Coisas de ontem... e de hoje LXXII

15 de Setembro de 2013
Nylton Gomes Batista

Nylton Gomes Batista

Misturada ao vozerio, risos e chacotas, Dorinha aponta Manelão como inveterado praticante de maldades.

– Da sua juventude, ainda não ouvi relato que não tenha sido ato de maldade contra alguém. Você era capaz de praticar uma boa ação? Duvido que sim, mas conte logo essa traquinagem.

Manelão dá um sorriso matreiro antes de responder com outra pergunta:

– Boa ação? Você cobra de mim boa ação? Pois aí vai uma: momentos de risos como este, que não existiriam, se não fossem as muitas que já aprontei e conto para vocês!

– Eh, eh, eh! Dorinha. Manelão marcou ponto! – comenta Quinzão, logo emendado por Tatão:

– A cada lágrima corresponde um sorriso!

– Filosofias do Tatão... na falta de Platão! – zomba a Dorinha, enquanto acaricia as costas do “filósofo” ao lado, antes de se voltar para o Manelão:

– Conta logo, sô!

A essa altura faz-se silêncio, Manelão olha à sua volta e se sente o senhor da situação. É disso que gosta, antes de iniciar cada história sua.

– Eu até me lembro do nome do tal “noivo”, que virou marido de fato da prima da Lazinha. Tinha um nome engraçado: Jacinto.

– Tinha, não! Tem, pois é vivo ainda. E não sei por que o nome é engraçado – corrige e protesta Lazinha.

– Pelo menos naquela situação era muito engraçado e vocês saberão o porquê – devolve Tatão, continuando:

– O Maracujá ainda tinha água e, pode-se dizer, quase potável. A qualquer momento, podia-se sair de casa, postar-se em algum ponto de suas margens com apetrechos de pescaria e voltar, algumas horas depois, com o samburá recheado de lambaris, piabas, bagres, jundiás.

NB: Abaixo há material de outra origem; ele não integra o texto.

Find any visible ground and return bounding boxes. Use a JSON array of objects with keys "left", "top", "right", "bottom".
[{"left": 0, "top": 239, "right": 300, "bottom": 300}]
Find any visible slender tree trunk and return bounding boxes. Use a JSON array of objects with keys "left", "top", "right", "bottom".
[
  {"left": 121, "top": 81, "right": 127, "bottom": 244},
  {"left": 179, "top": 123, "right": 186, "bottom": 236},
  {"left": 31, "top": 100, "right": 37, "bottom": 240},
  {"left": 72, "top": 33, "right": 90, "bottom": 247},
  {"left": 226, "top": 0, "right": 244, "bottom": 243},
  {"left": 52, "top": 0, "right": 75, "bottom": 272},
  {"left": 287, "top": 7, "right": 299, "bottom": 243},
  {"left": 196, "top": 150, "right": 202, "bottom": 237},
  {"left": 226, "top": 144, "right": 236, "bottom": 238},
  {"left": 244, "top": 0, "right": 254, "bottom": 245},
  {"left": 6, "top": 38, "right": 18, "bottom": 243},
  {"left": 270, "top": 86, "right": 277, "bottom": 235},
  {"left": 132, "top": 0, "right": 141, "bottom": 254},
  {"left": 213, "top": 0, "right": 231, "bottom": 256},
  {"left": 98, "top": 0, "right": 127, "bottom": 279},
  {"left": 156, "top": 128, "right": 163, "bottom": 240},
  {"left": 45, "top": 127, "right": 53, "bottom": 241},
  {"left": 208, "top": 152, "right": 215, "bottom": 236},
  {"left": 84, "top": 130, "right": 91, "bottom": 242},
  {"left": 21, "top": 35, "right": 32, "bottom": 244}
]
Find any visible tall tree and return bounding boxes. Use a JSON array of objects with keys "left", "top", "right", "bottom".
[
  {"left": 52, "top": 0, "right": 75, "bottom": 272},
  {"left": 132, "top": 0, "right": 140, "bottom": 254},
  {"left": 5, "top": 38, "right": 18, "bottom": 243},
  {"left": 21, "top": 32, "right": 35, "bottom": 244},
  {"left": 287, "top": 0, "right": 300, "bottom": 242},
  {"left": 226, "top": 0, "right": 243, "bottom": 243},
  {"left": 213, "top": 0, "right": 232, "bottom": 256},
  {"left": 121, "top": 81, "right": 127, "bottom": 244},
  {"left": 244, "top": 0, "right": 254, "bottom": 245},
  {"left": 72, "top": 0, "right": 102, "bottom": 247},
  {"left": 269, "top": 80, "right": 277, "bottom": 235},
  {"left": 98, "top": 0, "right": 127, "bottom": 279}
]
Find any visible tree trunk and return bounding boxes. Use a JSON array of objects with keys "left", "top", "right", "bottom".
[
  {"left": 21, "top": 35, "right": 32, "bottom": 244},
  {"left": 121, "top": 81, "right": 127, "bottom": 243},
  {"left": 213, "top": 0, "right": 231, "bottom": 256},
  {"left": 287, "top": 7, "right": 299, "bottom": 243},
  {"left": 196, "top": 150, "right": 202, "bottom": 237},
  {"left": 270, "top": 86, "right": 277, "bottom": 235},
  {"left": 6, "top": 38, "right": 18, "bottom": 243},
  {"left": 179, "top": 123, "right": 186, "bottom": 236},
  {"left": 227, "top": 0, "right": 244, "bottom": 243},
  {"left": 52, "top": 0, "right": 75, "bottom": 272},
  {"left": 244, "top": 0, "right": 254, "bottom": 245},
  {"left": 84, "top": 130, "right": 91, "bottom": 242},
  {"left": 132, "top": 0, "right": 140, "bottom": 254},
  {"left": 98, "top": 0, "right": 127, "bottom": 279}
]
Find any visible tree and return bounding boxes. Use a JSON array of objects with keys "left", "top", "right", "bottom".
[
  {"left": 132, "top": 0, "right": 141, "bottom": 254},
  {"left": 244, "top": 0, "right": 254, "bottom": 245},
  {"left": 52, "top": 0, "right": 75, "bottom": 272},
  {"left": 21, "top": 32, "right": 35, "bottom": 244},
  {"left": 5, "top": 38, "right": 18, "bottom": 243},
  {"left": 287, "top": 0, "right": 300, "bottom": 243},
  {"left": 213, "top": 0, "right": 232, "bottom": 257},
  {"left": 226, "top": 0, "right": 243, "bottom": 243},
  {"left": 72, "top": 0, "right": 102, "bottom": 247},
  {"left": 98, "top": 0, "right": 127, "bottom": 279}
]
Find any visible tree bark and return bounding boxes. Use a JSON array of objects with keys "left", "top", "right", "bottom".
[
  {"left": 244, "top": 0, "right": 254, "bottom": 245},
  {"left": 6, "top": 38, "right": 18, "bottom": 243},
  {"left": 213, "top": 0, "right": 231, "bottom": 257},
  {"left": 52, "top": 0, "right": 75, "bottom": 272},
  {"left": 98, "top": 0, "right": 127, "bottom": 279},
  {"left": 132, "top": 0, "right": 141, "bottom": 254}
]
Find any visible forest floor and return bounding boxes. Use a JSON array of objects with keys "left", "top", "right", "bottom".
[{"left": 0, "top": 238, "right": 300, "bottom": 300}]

Pouco à montante da ponte, hoje existente, à saída para Ouro Preto, o riacho caía de espécie de degrau, rolava pela pedra lisa e ia empoçar-se em sua base, para então seguir seu curso.

– Tá enrolando, Manelão – protesta Dorinha.

– Ora, deixe meu Mané primeiro descrever o cenário.

– Cenário do crime, você quer dizer, Chiquinha! – Devolve, Dorinha, sarcasticamente.

– Pois, bem – prossegue Manelão – uma das diversões dos meninos, àquela época, era banhar-se naquele poço, onde cabia bem um mergulho. A pedra percorrida pela água formava espécie de tobogã, que servia para incrementar ainda mais o “balneário”. Certa vez, eu e um companheiro...

– Comparsa, você quer dizer – interrompe, Dorinha, novamente.

– Tanto faz! Mas, como ia dizendo, o local era conhecido como Vai-e-Vem, não sei por qual razão. E, como era verão, tempo de gabiroba, fruta muita farta perto dali, estávamos à cata delas. De repente, através da densa capoeira, então existente em volta daquele ponto do rio, ouvimos murmúrios. A curiosidade nos fez avançar, pé ante pé, entre as pequenas árvores, cuidando para não sermos vistos ou ouvidos além do ponto onde estávamos. Ao alcançarmos posição de onde se via toda a área do poço e escorregador, constatamos a presença de três rapazes, incluindo-se Jacinto, o “noivo” do qual se fala. Eles se dirigiram para trás de grande pedra, mesmo à nossa frente, à margem esquerda do Maracujá, dando indícios de que ali se despiriam para entrar na água. E foi o que aconteceu.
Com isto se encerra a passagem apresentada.